Tapi Sunak adalah komunikator yang baik – tidak seperti Truss yang kikuk – dan jika ada yang bisa menjelaskan kepada negara apa yang perlu dilakukan, itu dia.
Ini juga momen yang baik untuk Sunak, karena melalui masalah beberapa tahun terakhir dia menjadi suara kewarasan yang konsisten.
Sementara beberapa rekan kabinetnya menyerukan penguncian tanpa akhir selama era Covid, Sunak terus berusaha membuat alasan agar negara tetap terbuka.
Itu bukan pendapat yang populer saat itu, dan dia tidak mendapatkan apa yang diinginkannya, tetapi penilaiannya terbukti benar.
Ada juga isu reformasi kesejahteraan.
Kemampuan dan keterampilan
Sunak tahu ada sesuatu yang mendalam tentang jumlah orang di negara ini yang mengklaim tunjangan pengangguran.
Beberapa memperkirakan angkanya mencapai 13 persen dari populasi. Ini di negara yang memiliki kekurangan tenaga kerja bersejarah!
Konservatif telah mencoba reformasi kesejahteraan sebelumnya, tapi kali ini sangat dibutuhkan, dan Sunak mengetahuinya.
Negara kita perlu bangkit dan bangkit kembali. Itu tidak dapat dilakukan ketika ratusan ribu orang Inggris kita dibayar untuk duduk di rumah.
Jadi ada banyak alasan untuk berpikir bahwa Sunak adalah orang yang tepat untuk saat ini.
Namun ada satu hal lagi yang perlu dikomentari singkat.
Kemarin, BBC menggembar-gemborkan penunjukan Sunak sebagai pemimpin Partai Konservatif dengan tajuk utama “Rishi Sunak menjadi Perdana Menteri Inggris Asia pertama di Inggris”.
Dan ada sesuatu yang jelas tentang ini. Karena salah satu hal yang membuat kita sangat berbeda dari banyak negara lain adalah betapa kecilnya hal itu sebenarnya dan betapa sedikitnya hal itu diperhatikan.
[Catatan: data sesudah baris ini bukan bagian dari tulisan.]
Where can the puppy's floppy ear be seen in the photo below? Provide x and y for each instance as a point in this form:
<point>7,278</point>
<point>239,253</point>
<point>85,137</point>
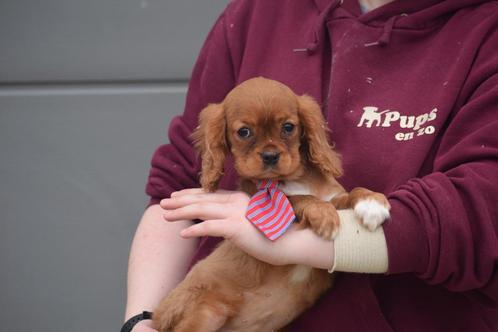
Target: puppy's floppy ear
<point>210,140</point>
<point>315,142</point>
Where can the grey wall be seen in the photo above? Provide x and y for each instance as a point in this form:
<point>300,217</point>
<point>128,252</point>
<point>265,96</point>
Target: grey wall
<point>87,89</point>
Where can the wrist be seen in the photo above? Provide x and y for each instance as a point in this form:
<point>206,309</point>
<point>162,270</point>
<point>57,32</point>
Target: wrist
<point>312,250</point>
<point>143,323</point>
<point>132,322</point>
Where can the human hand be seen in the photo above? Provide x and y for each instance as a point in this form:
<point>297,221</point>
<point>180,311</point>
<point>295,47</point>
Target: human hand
<point>223,213</point>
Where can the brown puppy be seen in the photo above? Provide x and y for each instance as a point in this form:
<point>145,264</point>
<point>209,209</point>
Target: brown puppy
<point>272,134</point>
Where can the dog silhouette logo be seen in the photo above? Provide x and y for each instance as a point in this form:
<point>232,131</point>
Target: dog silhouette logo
<point>370,115</point>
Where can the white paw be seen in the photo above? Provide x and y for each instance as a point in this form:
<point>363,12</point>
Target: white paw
<point>371,213</point>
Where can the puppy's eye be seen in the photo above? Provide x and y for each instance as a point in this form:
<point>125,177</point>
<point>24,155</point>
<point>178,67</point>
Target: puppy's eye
<point>244,132</point>
<point>287,128</point>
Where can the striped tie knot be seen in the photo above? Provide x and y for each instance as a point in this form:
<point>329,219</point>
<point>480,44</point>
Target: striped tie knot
<point>270,210</point>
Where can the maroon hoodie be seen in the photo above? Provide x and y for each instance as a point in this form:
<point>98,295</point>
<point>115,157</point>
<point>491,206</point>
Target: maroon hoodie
<point>410,91</point>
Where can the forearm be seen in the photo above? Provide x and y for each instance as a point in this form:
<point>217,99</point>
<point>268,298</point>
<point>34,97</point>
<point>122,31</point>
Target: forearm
<point>158,261</point>
<point>354,249</point>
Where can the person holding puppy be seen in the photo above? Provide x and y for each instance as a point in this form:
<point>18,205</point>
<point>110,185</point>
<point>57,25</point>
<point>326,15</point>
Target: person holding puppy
<point>410,93</point>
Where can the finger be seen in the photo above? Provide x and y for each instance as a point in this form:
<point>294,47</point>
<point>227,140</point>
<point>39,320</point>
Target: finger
<point>178,201</point>
<point>202,210</point>
<point>187,191</point>
<point>194,191</point>
<point>219,228</point>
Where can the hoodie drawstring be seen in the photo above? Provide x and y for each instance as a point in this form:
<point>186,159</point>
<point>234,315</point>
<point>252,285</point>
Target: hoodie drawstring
<point>318,28</point>
<point>385,38</point>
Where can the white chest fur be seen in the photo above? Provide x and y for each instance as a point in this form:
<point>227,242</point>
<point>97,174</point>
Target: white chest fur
<point>292,188</point>
<point>301,273</point>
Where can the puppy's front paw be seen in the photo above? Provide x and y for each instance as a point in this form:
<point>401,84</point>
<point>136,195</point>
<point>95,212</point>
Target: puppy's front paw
<point>322,218</point>
<point>372,210</point>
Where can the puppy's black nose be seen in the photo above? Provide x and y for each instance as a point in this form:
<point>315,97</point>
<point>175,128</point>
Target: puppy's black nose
<point>270,158</point>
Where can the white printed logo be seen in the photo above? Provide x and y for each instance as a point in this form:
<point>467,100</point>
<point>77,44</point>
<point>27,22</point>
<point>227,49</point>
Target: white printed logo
<point>418,125</point>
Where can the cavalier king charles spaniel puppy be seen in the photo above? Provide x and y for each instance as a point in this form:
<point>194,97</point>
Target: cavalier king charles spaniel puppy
<point>272,134</point>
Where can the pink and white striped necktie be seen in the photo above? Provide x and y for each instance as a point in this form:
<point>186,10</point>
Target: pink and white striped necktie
<point>270,210</point>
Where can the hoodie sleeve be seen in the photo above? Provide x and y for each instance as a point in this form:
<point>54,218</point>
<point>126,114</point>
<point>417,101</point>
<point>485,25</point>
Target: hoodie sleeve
<point>176,165</point>
<point>444,226</point>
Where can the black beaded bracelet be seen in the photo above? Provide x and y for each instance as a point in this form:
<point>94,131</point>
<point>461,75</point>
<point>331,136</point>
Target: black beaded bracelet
<point>130,323</point>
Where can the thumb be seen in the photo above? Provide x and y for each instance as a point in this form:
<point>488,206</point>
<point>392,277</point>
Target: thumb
<point>219,228</point>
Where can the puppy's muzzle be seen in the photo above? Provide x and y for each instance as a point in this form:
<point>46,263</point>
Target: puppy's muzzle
<point>270,158</point>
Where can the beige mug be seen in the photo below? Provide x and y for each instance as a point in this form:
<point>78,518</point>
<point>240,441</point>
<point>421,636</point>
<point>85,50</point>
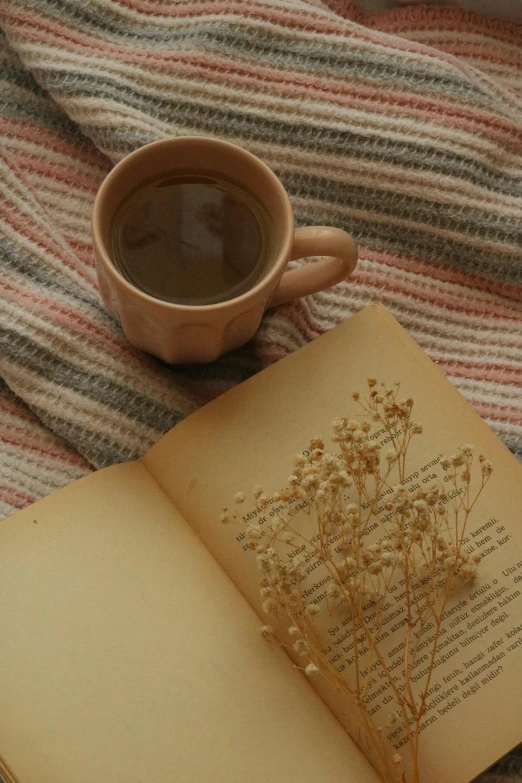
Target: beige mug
<point>179,333</point>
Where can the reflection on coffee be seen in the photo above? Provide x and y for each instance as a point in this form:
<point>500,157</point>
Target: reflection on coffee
<point>192,240</point>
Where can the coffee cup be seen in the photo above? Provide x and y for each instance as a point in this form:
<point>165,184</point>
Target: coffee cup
<point>192,237</point>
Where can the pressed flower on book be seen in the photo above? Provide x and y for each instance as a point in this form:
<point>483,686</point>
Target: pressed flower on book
<point>334,504</point>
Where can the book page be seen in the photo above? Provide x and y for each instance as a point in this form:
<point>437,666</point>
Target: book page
<point>250,436</point>
<point>128,655</point>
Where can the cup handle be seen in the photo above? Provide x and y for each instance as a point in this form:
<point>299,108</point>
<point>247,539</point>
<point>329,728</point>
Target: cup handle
<point>316,241</point>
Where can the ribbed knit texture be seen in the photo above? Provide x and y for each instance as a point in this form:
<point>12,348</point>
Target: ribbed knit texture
<point>404,128</point>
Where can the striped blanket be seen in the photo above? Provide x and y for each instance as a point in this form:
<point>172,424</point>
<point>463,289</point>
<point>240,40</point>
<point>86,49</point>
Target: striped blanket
<point>403,127</point>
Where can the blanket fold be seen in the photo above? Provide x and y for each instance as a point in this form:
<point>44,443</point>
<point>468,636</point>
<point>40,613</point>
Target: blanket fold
<point>403,128</point>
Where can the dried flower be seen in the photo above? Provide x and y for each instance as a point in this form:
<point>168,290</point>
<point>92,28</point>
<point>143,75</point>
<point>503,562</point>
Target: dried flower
<point>375,545</point>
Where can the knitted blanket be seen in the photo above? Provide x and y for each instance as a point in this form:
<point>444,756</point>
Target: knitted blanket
<point>404,128</point>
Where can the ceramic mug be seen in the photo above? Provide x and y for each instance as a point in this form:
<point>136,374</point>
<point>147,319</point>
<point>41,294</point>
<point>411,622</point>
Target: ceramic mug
<point>179,333</point>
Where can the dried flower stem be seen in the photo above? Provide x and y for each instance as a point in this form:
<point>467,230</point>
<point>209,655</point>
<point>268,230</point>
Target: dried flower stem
<point>419,548</point>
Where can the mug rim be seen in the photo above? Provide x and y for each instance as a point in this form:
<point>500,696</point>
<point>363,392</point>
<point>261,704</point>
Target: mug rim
<point>273,273</point>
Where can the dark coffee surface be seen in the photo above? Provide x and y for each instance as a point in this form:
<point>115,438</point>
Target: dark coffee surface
<point>191,240</point>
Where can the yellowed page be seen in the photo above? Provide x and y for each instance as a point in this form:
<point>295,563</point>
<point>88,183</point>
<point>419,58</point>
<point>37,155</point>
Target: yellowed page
<point>128,655</point>
<point>250,436</point>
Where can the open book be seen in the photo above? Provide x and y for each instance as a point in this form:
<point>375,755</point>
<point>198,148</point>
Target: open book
<point>129,614</point>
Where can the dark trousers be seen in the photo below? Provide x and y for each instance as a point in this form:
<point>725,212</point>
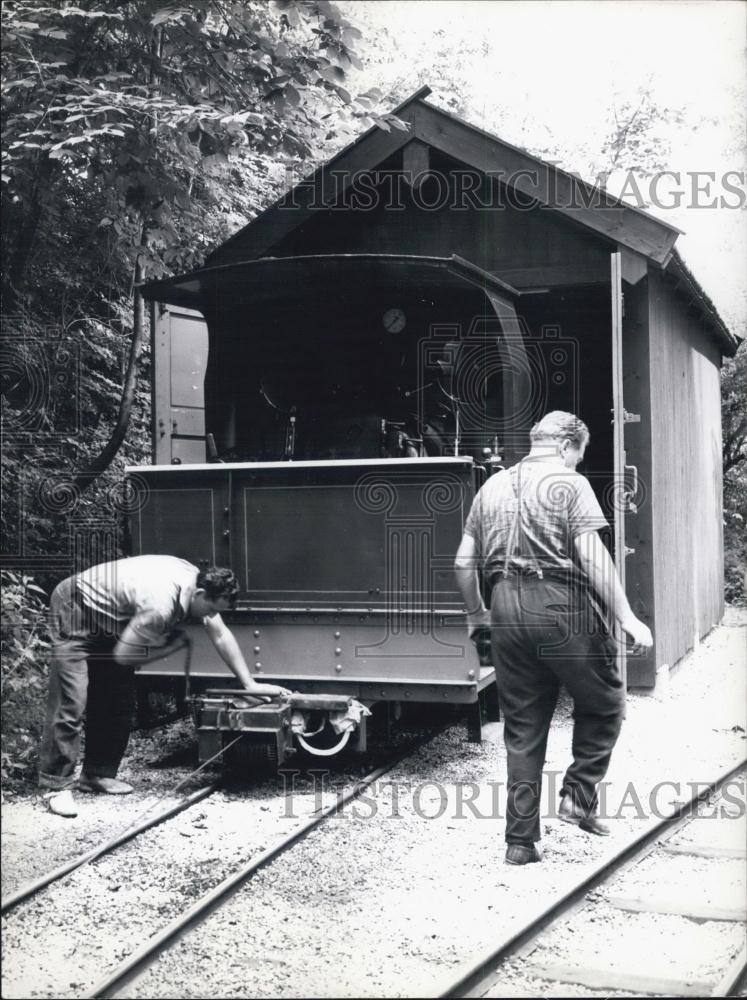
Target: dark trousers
<point>84,680</point>
<point>545,633</point>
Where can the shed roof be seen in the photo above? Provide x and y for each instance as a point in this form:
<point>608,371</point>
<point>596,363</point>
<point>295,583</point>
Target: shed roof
<point>591,207</point>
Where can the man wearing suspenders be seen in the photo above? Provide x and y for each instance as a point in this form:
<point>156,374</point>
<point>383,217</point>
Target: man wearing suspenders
<point>532,534</point>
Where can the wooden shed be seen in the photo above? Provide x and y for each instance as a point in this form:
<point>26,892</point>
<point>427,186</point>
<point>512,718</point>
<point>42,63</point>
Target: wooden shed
<point>612,325</point>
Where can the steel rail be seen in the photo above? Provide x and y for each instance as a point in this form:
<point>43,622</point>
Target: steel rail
<point>476,979</point>
<point>31,888</point>
<point>132,830</point>
<point>733,978</point>
<point>217,896</point>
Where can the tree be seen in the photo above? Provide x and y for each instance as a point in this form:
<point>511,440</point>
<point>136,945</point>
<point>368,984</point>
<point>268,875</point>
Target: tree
<point>138,134</point>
Di Amerika, pemilihan calon presiden etnis minoritas 14 tahun lalu dianggap sebagai peristiwa dunia yang bersejarah.
Dan untuk Amerika Serikat, pemilihan Barack Obama dalam beberapa hal.
Adapun sebagian besar negara di seluruh Eropa, gagasan seseorang dari etnis minoritas menjadi Perdana Menteri atau Presiden tetap tidak terpikirkan. Atau setidaknya tahun cahaya jauhnya.
Hanya di Inggris hal ini terjadi, dan juga hal yang paling tidak penting, paling tidak luar biasa tentang perdana menteri baru kita.
Sunak tidak mengendarai No. 10 karena warna kulitnya, juga bukan karena itu.
Dia sampai di sana berdasarkan kemampuan dan keterampilannya, terlepas dari kenyataan bahwa itu terjadi di negara yang telah begitu difitnah dan difitnah dalam beberapa tahun terakhir karena begitu “rasis” untuk memilih Brexit.
Saya harap ini hanya yang pertama dari belasan kali selama beberapa tahun ke depan bahwa negara ini dapat membuktikan bahwa banyak kritik kami salah.